Laboratori per una continua formazione

“Nel Borgo Laudato Si abbiamo sempre pensato di lasciare grande spazio a quelle che sono espressioni artistiche – ha sottolineato a Interris.it il cardinale Fabio Baggio, Sotto-Segretario del Dicastero per il Servizio dello Sviluppo Umano Integrale – soprattutto quelle che portano a crescere la nostra sensibilità nei confronti della conversione ecologica. Ecco perché è anche molto importante ospitare quelle mostre che attraverso le immagini possano toccare il cuore dei nostri visitatori, per portarli più vicino a comprendere quelli che sono i principi anche della Laudato Si. Siamo convinti, in questo caso, che tutte le attività che nel Borgo vengono svolte, attività che sono formative, produttive, possono essere laboratori di conversione ecologica”.

I giovani artisti, autori delle opere (foto: Borgo Laudato sì)

Contemplare la bellezza

Il Cardinal Baggio ha poi ribadito l’importanza di tornare alla contemplazione. “L’immagine ci porta al silenzio“, ha detto nel commentare alcune opere della mostra, invitando il visitatore non solo a contemplare, ma anche “a toccare con mano” la bellezza dell’arte e della contemplazione. “Io credo che in questo mondo devastato dai conflitti, dalle guerre, dai pregiudizi e da tutte quelle sensazioni di discriminazione che sono presenti, abbiamo bisogno di bellezza.
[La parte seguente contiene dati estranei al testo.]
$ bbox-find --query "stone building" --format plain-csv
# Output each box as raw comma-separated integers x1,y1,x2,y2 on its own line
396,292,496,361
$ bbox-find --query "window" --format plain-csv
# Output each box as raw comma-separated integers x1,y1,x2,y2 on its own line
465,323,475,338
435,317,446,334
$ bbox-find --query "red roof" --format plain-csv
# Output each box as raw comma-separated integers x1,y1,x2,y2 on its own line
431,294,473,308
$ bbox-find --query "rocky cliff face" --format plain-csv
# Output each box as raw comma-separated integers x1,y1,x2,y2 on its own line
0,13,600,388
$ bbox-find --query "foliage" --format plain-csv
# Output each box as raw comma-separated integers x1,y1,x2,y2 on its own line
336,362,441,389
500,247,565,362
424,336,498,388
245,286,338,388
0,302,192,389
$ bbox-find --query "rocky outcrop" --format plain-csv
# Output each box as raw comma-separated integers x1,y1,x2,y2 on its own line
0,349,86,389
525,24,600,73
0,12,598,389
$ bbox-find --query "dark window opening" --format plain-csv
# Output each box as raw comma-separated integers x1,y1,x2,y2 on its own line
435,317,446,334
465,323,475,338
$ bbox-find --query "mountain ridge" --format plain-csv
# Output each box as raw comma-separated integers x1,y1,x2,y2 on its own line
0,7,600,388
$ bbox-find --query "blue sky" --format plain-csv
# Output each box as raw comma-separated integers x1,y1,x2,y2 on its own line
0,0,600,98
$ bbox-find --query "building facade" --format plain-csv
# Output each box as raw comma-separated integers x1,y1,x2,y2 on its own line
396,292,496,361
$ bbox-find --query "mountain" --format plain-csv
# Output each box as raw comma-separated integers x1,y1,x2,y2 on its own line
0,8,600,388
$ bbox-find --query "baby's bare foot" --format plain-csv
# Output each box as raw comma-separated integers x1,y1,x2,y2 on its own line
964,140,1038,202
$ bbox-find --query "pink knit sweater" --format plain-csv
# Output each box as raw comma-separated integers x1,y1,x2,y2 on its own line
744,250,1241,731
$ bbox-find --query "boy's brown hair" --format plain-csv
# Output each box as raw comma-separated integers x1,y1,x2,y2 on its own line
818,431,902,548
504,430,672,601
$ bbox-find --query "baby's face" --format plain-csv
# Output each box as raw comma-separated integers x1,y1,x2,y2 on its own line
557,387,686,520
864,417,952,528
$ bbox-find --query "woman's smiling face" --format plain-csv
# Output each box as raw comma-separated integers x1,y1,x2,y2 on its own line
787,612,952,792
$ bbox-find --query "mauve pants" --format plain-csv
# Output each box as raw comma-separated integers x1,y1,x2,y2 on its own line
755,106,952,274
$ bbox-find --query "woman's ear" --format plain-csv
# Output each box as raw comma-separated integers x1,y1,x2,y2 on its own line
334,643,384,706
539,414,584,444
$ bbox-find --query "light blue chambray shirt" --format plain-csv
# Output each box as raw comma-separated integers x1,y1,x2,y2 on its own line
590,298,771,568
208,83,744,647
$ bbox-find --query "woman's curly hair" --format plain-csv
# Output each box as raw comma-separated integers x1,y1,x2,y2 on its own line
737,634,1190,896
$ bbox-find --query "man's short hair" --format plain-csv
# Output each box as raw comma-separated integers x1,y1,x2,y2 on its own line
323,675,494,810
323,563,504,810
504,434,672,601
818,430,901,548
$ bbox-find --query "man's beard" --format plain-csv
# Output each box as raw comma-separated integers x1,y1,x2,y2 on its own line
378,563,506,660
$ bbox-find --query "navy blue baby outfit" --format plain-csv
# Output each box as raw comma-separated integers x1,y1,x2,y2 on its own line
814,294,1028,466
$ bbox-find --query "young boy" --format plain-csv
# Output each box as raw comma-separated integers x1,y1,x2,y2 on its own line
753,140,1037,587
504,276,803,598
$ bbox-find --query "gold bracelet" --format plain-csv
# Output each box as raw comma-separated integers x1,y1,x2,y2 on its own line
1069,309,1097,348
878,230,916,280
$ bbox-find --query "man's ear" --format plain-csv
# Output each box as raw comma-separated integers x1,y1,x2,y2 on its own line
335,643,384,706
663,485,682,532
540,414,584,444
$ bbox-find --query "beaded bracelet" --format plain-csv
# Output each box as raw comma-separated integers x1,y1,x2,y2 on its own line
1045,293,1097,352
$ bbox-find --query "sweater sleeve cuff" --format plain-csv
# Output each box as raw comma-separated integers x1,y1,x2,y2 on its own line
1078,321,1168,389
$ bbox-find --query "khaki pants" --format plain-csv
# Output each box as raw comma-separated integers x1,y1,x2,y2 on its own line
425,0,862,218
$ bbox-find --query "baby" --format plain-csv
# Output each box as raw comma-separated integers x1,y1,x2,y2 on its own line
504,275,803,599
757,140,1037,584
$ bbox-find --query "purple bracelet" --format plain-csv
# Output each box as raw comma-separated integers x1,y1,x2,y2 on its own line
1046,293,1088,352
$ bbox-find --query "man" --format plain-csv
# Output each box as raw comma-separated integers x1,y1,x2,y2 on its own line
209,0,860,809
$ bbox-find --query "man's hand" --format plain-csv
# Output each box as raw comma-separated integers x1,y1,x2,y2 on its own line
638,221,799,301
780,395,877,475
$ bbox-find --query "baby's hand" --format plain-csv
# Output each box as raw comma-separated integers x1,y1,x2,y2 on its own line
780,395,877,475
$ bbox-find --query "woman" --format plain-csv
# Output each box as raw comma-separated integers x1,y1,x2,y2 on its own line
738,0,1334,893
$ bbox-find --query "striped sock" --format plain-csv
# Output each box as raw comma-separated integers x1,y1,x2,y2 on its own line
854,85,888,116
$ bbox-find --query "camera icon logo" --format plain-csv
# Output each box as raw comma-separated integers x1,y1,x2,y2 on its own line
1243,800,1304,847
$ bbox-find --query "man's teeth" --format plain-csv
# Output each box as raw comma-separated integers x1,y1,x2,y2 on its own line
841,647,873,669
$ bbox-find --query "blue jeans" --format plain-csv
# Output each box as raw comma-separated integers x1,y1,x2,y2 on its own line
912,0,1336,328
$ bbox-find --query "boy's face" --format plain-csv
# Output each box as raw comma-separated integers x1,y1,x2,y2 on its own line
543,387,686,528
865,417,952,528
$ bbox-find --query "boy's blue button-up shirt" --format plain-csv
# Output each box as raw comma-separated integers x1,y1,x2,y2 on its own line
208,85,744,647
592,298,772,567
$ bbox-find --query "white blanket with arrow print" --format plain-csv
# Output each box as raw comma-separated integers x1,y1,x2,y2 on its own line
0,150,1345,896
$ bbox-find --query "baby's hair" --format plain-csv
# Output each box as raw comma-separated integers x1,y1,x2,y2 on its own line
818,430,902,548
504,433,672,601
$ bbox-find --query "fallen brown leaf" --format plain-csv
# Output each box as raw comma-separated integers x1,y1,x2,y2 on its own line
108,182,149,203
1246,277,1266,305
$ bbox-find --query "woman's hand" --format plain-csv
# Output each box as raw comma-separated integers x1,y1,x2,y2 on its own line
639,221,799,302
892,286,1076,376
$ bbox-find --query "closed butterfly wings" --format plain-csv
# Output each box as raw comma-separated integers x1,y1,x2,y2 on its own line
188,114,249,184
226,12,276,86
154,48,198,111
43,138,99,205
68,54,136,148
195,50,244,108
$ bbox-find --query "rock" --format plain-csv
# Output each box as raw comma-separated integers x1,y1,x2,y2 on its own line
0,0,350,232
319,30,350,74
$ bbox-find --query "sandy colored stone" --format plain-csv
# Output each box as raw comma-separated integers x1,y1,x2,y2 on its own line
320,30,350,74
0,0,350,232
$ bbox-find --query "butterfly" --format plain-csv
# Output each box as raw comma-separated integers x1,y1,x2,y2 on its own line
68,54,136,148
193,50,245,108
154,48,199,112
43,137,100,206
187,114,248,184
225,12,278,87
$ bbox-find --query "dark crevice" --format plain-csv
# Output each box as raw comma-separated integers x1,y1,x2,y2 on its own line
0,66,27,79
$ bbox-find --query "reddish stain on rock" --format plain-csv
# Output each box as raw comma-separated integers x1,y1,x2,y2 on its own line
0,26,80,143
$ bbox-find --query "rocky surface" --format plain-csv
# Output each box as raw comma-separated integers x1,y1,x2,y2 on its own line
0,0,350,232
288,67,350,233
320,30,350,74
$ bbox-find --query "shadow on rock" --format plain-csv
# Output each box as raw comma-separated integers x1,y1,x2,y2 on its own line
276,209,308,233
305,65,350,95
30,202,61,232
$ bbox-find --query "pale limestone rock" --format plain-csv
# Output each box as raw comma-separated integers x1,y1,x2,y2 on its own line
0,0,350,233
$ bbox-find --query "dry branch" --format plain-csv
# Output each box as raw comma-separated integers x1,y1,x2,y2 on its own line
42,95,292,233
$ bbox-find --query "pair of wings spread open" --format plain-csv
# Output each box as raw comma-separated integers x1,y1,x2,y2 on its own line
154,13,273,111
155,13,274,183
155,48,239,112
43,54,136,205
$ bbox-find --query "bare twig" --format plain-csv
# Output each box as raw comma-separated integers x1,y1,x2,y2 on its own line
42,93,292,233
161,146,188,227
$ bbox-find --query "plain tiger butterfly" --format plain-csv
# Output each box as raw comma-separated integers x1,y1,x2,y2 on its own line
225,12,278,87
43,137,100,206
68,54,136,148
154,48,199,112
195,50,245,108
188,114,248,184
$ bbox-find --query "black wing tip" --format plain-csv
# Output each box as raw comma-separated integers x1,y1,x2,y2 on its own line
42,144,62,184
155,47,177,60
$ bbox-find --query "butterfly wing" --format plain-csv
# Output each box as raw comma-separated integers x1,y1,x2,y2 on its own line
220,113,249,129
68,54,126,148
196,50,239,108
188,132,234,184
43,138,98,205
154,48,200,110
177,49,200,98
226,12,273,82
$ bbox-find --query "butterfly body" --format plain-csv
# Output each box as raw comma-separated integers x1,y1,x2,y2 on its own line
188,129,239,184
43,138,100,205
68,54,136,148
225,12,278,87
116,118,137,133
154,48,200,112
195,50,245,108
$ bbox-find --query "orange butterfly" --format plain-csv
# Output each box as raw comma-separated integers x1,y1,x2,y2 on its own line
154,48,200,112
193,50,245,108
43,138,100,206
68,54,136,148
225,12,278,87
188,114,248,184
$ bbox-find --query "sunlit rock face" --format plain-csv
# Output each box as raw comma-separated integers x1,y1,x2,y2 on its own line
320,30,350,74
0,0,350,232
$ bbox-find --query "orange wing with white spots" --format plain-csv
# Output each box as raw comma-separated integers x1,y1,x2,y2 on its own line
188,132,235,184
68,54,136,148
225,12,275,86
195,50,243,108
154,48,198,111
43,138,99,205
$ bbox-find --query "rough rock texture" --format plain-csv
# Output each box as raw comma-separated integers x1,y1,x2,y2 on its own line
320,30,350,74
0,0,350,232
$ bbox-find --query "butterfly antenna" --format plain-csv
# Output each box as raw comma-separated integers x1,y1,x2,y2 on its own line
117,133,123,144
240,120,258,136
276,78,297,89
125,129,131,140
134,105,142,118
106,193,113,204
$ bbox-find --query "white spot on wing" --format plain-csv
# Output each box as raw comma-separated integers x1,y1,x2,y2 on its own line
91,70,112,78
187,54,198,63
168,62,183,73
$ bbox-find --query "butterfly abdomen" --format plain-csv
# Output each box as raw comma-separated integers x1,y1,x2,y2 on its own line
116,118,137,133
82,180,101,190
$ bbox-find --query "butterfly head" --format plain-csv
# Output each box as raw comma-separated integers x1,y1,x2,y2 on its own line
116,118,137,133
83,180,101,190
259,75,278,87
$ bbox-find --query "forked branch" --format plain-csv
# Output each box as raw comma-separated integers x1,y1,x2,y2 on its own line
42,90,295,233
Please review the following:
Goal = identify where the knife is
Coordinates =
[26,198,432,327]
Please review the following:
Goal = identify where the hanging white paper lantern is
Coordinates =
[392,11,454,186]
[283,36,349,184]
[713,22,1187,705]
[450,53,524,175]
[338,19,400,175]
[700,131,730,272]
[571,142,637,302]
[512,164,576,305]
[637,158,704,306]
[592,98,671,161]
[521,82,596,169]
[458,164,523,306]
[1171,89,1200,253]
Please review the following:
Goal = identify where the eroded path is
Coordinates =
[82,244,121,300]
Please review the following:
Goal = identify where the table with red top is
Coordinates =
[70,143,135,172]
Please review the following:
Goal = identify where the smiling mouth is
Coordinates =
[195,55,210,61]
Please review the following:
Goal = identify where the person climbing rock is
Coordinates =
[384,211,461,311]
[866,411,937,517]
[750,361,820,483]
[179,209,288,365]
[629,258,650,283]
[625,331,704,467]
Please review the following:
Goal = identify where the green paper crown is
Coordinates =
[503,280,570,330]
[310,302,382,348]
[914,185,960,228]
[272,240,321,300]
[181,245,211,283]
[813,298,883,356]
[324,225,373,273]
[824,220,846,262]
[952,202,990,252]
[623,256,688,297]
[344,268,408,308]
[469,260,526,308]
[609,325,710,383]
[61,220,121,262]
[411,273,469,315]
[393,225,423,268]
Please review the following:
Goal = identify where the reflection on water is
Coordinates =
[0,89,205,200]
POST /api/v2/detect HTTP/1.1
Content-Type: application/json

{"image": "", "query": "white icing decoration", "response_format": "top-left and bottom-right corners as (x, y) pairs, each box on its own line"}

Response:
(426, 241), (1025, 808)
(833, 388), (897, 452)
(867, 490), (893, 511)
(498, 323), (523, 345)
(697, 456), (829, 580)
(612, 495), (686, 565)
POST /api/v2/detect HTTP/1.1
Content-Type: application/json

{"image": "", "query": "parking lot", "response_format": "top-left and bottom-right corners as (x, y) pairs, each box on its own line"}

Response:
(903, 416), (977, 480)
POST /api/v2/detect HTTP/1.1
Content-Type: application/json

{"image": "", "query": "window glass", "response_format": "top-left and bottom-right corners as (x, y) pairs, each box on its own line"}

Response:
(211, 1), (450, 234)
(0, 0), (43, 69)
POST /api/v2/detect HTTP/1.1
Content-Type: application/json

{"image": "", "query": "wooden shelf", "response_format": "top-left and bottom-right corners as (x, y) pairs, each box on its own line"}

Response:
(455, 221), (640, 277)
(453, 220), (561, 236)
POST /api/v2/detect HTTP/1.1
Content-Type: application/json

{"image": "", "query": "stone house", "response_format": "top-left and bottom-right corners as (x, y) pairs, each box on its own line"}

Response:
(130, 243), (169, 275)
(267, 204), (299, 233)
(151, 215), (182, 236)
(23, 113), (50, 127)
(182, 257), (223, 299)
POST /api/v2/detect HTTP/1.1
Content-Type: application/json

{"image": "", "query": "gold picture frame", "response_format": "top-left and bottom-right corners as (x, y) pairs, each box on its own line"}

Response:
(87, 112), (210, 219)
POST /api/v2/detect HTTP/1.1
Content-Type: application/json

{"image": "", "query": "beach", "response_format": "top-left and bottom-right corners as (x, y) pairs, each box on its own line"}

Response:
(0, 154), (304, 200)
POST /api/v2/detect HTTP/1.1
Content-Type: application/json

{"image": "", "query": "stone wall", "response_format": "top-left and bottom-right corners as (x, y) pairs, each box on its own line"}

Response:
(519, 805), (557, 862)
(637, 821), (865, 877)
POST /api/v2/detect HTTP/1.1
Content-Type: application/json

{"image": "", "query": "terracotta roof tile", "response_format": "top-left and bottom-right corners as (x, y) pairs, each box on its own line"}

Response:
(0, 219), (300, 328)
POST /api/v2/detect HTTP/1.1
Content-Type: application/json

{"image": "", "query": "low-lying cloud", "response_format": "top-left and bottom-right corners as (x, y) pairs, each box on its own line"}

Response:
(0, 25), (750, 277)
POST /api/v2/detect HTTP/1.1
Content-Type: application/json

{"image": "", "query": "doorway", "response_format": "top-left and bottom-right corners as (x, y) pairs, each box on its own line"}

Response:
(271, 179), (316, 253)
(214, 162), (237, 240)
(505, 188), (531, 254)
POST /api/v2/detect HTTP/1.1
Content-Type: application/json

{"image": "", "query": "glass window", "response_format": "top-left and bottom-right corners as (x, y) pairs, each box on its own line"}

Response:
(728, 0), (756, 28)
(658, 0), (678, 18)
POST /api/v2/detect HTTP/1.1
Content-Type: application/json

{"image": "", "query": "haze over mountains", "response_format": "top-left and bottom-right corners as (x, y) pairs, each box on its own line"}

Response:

La bellezza ci salva, ma dobbiamo avere il tempo, e ce lo dobbiamo dare, di contemplarla”.

Marianna Beltrami, coordinatrice di Earth Partner (foto: Francesco Vitale)

Nuovi giovani aperti all’arte

“La mostra è fatta apposta per valorizzare i giovani – ha rivelato a Interris.it Marianna Beltrami, coordinatrice di Earth Partner – soprattutto per esplorare i loro sentimenti più profondi che possono essere qualsiasi cosa, ansia, speranza, proporre soluzioni, avviare attivismo e progetti di attivismo comunitario”. Una occasione quindi nata dall’esigenza di comprendere cosa provano le nuove generazioni di fronte alle crisi del nostro tempo, in particolare quella climatica, che non hanno contribuito a creare. L’obiettivo è offrire a questi giovani artisti una piattaforma per esprimere, attraverso la loro arte, le loro paure e le loro speranze, in un’epoca in cui la vita sembra particolarmente difficile per loro. “Noi come esseri umani – ha aggiunto la curatrice – viviamo negli spazi che hanno un grandissimo impatto su di noi. Poter visitare uno spazio come Borgo Laudato Sì, uno spazio aperto e una mostra all’aperto, le mostre di solito sono in gallerie interne, ma poter avere l’arte in contatto con il cielo aperto è un’esperienza unica: io invito tutti a viverla, per un’esperienza di arte all’aperto e di uno spazio che ci entra nel cuore”.